Eighty years ago this week the allies make only slow headway against the Germans in the Ukraine and in Italy

 

The northernmost of the sequence of German defensive "winter" lines in Italy rested on the Adriatic port city Ortona. The crossing of the Sangro futher south had been relatively easy but the Germans defended Ortona ferociously against the Canadian 1st Infantry Division. The house-to-house fighting was especially bloody and Ortona came to be called the Stalingrad of Italy.

After liberating Kyiv the previous month, the Red Army was subjected to a ferocious German counter-attack. The Soviets were able to send urgent reinforcements to the front which halted the Germans but the two armies had fought each other to a standstill. Each had suffered heavy casualties but neither had achieved a major strategic victory in which major opposing formations were eliminated. The German army was firmly on the back-foot but still a formidable opponent.

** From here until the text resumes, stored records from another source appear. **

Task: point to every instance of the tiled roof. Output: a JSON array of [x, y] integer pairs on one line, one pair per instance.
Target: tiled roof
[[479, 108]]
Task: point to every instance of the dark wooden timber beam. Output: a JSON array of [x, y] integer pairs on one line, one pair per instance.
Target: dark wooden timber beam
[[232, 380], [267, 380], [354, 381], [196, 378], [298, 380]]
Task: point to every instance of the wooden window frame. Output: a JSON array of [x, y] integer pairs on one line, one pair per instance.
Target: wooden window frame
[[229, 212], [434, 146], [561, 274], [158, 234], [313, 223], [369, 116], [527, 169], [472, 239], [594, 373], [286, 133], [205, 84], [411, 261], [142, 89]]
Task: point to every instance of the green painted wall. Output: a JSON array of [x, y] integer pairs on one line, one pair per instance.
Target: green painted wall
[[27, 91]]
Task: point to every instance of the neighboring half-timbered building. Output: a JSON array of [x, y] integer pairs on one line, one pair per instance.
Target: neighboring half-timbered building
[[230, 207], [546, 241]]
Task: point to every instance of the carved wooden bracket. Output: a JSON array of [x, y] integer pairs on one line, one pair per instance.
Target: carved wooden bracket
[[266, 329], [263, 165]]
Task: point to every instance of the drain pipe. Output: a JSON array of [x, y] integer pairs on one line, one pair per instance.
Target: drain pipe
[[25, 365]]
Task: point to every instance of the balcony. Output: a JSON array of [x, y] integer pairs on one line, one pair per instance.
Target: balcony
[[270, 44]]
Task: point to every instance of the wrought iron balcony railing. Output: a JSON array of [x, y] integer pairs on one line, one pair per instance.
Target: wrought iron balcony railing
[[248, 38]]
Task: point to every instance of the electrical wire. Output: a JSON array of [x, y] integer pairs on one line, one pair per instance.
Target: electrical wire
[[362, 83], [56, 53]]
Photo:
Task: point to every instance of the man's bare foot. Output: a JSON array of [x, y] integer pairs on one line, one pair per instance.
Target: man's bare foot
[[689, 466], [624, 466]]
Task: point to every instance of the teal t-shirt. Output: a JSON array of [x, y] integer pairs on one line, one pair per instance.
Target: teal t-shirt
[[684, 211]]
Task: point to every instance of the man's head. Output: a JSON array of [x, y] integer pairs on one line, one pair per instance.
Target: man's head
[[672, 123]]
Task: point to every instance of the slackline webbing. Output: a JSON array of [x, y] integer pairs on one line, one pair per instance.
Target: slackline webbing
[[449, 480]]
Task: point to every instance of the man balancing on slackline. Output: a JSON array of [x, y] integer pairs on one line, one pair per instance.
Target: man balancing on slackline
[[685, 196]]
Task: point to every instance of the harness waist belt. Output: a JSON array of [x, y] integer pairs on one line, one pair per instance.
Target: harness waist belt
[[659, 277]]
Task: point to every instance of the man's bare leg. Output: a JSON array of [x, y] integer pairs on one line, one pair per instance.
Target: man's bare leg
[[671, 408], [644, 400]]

RAF Bomber Command suffered what came to be called Black Thursday when it mounted a raid on Berlin as part of AM Harris's campaign to destroy the city. 23 of the 483 attacking Lancasters were shot down over hostile territory; 4.7% casualties was considered acceptable but the force returned to find England shrouded in fog. Blind landing equipment was primitive, altimeters were unreliable because barometric pressure had changed much in the course of the operation and only three airfields had the FIDO fog dispersal system.  A further 43 aircraft were lost in crashes as they attempted to land, killing some 150 crew members.

Churchill was still in the Mediterranean after the exhausting  round of summit meetings that autumn when he was struck down by severe pneumonia. The public bulletins issue greatly downplayed the severity of the attack, which left him unable to work. Penicillin, then in its infancy, was sent out urgently but the doctors treating the prime minister were unfamiliar with it and relied on sulfonamides which had become established as the treatment for pneumonia in the 1930s but were starting to lose ground to resistant strains of the disease. Pneumonia was then frequently fatal, especially to patients of Churchill's age; he had just turned 69. Churchill was fascinated by the success of his body's own immune system in fighting the disease and is quoted as saying that he wished his, "armies were doing as well as my leucocytes to combat the enemy."